Roasted Cauliflower Hummus Bowls

These Roasted Cauliflower Hummus Bowls are a vibrant, flavorful, and nutrient-packed meal that’s perfect for a light lunch or dinner. The combination of crispy, spiced roasted cauliflower, creamy hummus, and fresh, crunchy vegetables makes for a delightful contrast in textures and flavors. The dish is not only visually appealing but also packed with plant-based protein, fiber, and healthy fats, making it both satisfying and nourishing.

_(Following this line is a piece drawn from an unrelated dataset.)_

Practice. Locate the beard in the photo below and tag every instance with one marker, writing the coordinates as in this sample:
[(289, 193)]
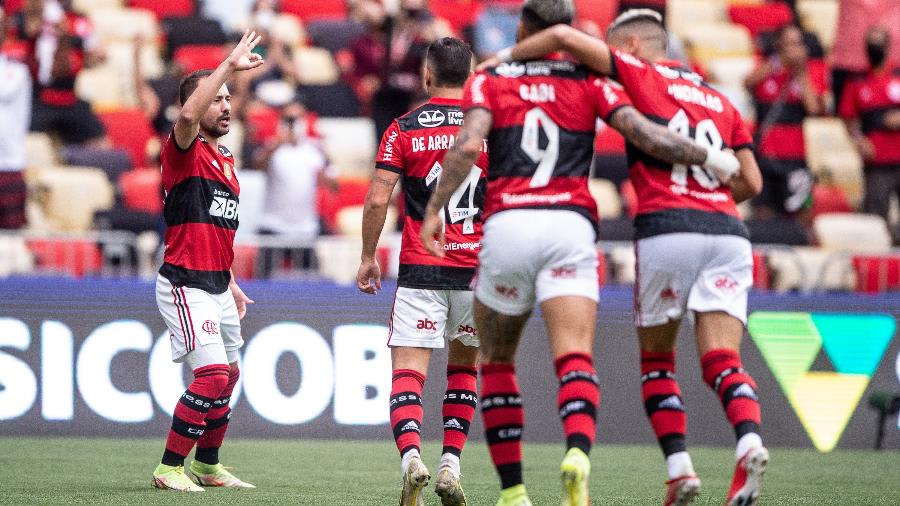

Customize with your favorite toppings or keep it simple—either way, this bowl is sure to become a favorite in your meal rotation.

Ingredients:

  • 1 medium cauliflower, cut into florets
  • 2 tablespoons olive oil
  • 1 teaspoon ground cumin
  • 1 teaspoon smoked paprika
  • 1/2 teaspoon ground turmeric
  • Salt and pepper to taste
  • 1 can (15 oz) chickpeas, drained and rinsed
  • 1/4 cup tahini
  • 2 tablespoons lemon juice
  • 2 cloves garlic, minced
  • 2-3 tablespoons water (as needed)
  • 2 cups mixed greens (such as arugula, spinach, or kale)
  • 1/2 cup cherry tomatoes, halved
  • 1/2 cucumber, sliced
  • 1/4 red onion, thinly sliced
  • 1 avocado, sliced
  • Fresh herbs (like parsley or cilantro) for garnish
  • Optional toppings: sesame seeds, sunflower seeds, or pomegranate arils

Instructions:

  1. Roast the Cauliflower:
    • Preheat your oven to 400°F (200°C).
    • Toss the cauliflower florets with olive oil, cumin, smoked paprika, turmeric, salt, and pepper in a large bowl until well coated.
    • Spread the cauliflower evenly on a baking sheet and roast for 25-30 minutes, flipping halfway through, until golden brown and crispy.
  2. Prepare the Hummus:
    • In a food processor, combine the chickpeas, tahini, lemon juice, garlic, salt, and pepper. Blend until smooth.
    • Gradually add water, one tablespoon at a time, until the hummus reaches your desired consistency.
  3. Assemble the Bowls:
    • Start with a generous dollop of hummus in each bowl, spreading it out to form a base.
    • Add a handful of mixed greens on one side.
    • Arrange the roasted cauliflower, cherry tomatoes, cucumber, red onion, and avocado slices on top.
    • Garnish with fresh herbs and any additional toppings you like.
  4. Serve:
    • Serve immediately, and enjoy the bowls as they are or with a side of pita bread or crackers for a complete meal.

These bowls are best enjoyed fresh, but leftovers can be stored in separate containers in the refrigerator for up to two days.